= Nej til knive =

Campaign against using knives and weapons in Danish nightclubs

Nej til knive (full title Nej til knive i nattelivet meaning "No to knives in nightlife" in Danish language) is a widespread awareness campaign in Denmark against using of knives and other deadly weapons in Danish nightclubs.
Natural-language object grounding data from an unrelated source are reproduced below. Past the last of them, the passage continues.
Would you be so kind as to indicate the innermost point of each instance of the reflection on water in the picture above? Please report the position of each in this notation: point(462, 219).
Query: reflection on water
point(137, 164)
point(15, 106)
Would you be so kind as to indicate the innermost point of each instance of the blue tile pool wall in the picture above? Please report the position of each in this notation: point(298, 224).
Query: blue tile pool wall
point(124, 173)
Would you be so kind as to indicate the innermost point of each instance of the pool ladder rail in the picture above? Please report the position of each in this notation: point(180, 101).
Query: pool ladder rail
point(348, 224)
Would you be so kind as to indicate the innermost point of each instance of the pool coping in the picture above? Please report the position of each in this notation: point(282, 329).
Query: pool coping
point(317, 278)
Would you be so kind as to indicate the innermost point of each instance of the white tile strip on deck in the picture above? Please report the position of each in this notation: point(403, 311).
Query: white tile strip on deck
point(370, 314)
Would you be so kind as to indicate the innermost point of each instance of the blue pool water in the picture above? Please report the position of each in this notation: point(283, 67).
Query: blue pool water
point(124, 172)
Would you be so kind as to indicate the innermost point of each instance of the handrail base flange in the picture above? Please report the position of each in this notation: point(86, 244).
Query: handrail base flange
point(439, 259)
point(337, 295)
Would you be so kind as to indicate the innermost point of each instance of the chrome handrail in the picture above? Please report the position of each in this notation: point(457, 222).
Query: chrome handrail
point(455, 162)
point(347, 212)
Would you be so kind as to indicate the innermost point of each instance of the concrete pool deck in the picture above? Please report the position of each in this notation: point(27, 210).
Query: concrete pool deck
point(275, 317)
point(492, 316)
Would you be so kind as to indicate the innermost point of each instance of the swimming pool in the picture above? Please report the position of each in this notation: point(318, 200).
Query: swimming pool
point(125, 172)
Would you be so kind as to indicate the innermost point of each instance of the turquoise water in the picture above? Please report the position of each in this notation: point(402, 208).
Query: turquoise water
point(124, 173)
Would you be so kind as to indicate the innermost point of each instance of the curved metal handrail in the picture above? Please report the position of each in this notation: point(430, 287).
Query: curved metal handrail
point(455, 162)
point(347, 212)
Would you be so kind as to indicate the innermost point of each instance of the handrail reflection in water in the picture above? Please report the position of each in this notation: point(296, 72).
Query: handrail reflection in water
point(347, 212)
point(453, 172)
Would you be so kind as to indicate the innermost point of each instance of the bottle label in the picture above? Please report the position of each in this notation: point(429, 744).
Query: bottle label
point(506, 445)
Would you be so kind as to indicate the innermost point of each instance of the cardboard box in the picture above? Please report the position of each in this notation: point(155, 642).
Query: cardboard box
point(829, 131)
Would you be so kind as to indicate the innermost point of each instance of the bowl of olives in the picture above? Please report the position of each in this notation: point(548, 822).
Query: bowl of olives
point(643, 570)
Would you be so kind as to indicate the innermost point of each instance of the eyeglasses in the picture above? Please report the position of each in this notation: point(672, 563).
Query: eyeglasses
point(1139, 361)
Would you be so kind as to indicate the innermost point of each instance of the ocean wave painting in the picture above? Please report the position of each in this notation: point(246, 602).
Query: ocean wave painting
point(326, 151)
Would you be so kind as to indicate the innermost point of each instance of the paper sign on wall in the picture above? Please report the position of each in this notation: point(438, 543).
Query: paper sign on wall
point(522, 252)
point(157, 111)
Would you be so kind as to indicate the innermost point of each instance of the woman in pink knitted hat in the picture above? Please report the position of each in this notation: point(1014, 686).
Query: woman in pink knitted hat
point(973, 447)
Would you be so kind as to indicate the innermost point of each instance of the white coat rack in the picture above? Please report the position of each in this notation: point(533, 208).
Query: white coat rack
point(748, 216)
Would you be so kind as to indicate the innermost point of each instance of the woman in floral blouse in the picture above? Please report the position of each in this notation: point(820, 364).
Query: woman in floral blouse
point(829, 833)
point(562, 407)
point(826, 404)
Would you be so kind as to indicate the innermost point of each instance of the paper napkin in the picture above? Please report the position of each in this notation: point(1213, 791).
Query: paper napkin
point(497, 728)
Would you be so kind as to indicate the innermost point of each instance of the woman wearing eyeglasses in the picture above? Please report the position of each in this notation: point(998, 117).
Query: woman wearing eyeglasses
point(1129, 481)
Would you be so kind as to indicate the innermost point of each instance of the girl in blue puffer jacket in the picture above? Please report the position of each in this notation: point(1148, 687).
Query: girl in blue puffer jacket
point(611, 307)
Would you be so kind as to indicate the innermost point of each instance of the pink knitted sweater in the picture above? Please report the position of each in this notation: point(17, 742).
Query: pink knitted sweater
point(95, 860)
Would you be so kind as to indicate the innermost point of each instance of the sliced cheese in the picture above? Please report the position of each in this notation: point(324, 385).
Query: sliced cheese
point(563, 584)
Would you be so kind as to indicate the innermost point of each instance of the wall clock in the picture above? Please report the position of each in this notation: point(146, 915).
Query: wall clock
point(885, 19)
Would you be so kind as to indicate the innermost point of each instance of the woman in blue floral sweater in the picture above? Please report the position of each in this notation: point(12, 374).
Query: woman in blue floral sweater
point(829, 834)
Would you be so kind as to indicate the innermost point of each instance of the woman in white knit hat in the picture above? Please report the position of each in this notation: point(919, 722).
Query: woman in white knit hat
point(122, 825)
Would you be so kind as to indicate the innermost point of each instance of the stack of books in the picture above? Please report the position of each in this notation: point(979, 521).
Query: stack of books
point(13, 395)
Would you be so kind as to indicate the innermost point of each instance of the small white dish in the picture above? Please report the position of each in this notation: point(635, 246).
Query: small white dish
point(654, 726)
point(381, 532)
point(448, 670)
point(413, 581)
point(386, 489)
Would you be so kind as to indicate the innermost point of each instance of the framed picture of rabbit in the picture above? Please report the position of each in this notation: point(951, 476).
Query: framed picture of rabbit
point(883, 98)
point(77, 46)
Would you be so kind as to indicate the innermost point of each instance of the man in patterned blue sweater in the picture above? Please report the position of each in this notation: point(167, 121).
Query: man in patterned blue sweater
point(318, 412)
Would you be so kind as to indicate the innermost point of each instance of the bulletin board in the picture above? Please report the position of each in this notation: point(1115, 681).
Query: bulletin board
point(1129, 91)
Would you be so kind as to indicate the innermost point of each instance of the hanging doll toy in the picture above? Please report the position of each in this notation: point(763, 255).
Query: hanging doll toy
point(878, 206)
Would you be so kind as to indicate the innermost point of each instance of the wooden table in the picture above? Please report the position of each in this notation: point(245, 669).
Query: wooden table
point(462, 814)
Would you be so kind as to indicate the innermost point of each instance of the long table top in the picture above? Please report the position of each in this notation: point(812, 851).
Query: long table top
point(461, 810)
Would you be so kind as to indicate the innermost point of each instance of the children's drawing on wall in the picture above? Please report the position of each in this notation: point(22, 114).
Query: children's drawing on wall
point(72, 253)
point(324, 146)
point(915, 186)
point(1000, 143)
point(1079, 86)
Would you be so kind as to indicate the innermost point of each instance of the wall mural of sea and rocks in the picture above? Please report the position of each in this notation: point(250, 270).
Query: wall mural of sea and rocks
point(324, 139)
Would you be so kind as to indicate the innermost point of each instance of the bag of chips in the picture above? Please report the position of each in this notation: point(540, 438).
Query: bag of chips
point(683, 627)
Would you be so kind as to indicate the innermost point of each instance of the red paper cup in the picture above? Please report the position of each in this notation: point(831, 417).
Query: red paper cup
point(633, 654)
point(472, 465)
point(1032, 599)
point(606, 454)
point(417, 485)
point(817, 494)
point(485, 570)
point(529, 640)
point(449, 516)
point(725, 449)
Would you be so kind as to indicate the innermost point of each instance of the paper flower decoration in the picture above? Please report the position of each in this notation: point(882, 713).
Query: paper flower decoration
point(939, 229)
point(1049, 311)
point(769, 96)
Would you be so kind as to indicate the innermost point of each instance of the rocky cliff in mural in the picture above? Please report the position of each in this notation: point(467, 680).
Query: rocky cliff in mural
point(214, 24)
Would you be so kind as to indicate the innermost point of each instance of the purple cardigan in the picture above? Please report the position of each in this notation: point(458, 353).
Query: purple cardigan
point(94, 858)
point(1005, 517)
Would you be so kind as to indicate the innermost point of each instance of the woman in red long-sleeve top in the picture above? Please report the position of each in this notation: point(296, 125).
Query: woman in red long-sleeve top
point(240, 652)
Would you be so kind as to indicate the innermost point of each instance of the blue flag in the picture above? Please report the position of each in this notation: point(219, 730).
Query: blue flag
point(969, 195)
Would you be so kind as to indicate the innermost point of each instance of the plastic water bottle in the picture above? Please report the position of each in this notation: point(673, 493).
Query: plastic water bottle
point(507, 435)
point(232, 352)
The campaign started in 2010 and a great number of celebrities in entertainment gave their voices shooting brief videos for the campaign including Kenny Aleksandr, Alien Beat Club, Sys Bjerre, Oliver Bjerrehuus, Klaus Bondam, Erik Brandt, Morten Breum, Burhan G, Chapper, Julie Brandt Dam, Kira Eggers, Peter Frödin, Rune Glifberg, Robert Hansen, Hella Joof, Camille Jones, Zeenta Jonsson, Jooks, Sussi la Cour (aka Sussi la Cour), Nikolaj Koppel, Stine Kronborg, Lykke Mai, Michael Maze, Medina, Cyron B. Melville, Nik & Jay, Julie R. Ølgaard, Pharfar, Dan Rachlin, Remee, Karen Rosenberg, Claire Ross-Brown, Maibritt Saerens, Manu Sareen, Frederik Schlütter, Saseline Sørensen, Sukkerchok, Svenstrup & Vendelboe, Villy Søvndal, Stine Ternstrøm, Trisse Thomsen, Tomace, Kim Thurmann and others.